Note the `publish:` yaml key can have a `zenodo:` sub key which can be used to set many of the same values you can set with commandline flags. 

# Introduction 

This report will detail some interesting topics. 

## Methods 

We used a very good method!

## Conclusion 

The end!

With the above stencila publish ghost command, Stencila will convert the .smd file to Lexical, import it into Ghost and write back the ID of the file into the headers of the file. This ID, now persisted in the file, links the file to Ghost and prevents you from having to specify it at the commandline. In this way updates can be pushed to the document each time you make changes to the source text of the file.

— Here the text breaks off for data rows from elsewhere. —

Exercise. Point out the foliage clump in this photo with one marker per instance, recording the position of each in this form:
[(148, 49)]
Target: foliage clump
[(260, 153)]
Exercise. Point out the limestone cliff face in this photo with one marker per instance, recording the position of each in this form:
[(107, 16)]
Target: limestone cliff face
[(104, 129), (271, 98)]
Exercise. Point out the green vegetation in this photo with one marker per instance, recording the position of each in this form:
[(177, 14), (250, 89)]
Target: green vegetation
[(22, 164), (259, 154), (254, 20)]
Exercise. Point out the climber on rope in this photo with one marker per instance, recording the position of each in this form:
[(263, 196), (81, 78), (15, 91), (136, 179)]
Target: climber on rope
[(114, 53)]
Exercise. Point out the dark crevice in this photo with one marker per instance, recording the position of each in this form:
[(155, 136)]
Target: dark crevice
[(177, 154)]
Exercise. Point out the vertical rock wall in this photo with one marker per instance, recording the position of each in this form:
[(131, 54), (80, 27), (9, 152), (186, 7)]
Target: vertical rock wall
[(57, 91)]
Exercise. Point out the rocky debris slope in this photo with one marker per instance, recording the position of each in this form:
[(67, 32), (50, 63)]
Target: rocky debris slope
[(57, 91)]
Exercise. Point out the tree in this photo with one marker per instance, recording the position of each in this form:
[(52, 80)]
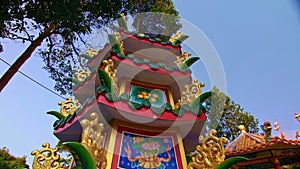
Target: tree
[(9, 161), (225, 116), (62, 25)]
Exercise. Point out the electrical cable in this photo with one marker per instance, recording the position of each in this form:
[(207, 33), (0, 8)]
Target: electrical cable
[(38, 83)]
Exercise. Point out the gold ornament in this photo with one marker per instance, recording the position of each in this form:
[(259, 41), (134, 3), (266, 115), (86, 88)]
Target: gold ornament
[(118, 37), (47, 158), (92, 52), (180, 60), (192, 91), (82, 75), (68, 107), (211, 152), (110, 70), (92, 139)]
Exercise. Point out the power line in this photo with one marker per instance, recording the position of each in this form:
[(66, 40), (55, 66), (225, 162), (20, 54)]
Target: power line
[(38, 83)]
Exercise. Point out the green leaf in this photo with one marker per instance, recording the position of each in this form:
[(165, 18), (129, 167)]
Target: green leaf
[(199, 100), (58, 115), (124, 96), (81, 154)]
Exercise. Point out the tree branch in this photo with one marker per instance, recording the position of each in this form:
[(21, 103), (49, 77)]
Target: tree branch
[(24, 57)]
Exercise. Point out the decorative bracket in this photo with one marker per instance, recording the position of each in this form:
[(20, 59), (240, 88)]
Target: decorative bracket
[(47, 158)]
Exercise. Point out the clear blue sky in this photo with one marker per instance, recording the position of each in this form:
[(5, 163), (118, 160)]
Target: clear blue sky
[(257, 41)]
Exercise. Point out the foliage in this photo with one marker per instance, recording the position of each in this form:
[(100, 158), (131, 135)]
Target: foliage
[(63, 27), (225, 116), (164, 25), (9, 161)]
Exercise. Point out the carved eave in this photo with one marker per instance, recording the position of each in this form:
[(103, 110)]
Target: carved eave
[(133, 42)]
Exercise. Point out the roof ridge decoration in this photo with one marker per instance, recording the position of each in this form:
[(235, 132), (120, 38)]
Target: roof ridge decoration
[(210, 152), (178, 38), (191, 93), (68, 107), (92, 139)]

The metadata section after you push once would look like:

---
title: My research report 
description: A research report on something very interesting
tags: ['report','science']
slug: research-report
identifiers:
  - https://myawesomepage.ghost.org/ghost/api/admin/posts/678efc86c03bfb0001d3f1a1/
---

This identifier in the identifiers key is what enables you to be able to re-run stencila publish ghost on the same file and have it update your CMS page. description: is mapped to the excerpt in Ghost and is used for Open Graph metadata for the page, used for link previews and such.

With this file connected by the identifier value, you'll be able to make additions or changes to the file and simply re-run stencila publish ghost somefile.smd against it and have any changes pushed up to Ghost.

Key Points

  • Metadata values in YAML headers can be used to simplify calls to the publish zenodo utility. While many options can be specifed, or overridden using command-line flags, having values in the metadata can simplify workflows.
  • To create an API token at Zenodo you need to create an "Application" in your Zenodo profile, with an access token, and share with the Stencila CLI your token using either a commandline flag --token or environment variable STENCILA_ZENODO_TOKEN
  • We've shown you how to push a test document up to your Ghost instance. Now you can create your own customizations and integrations to make runnable documents push to Ghost.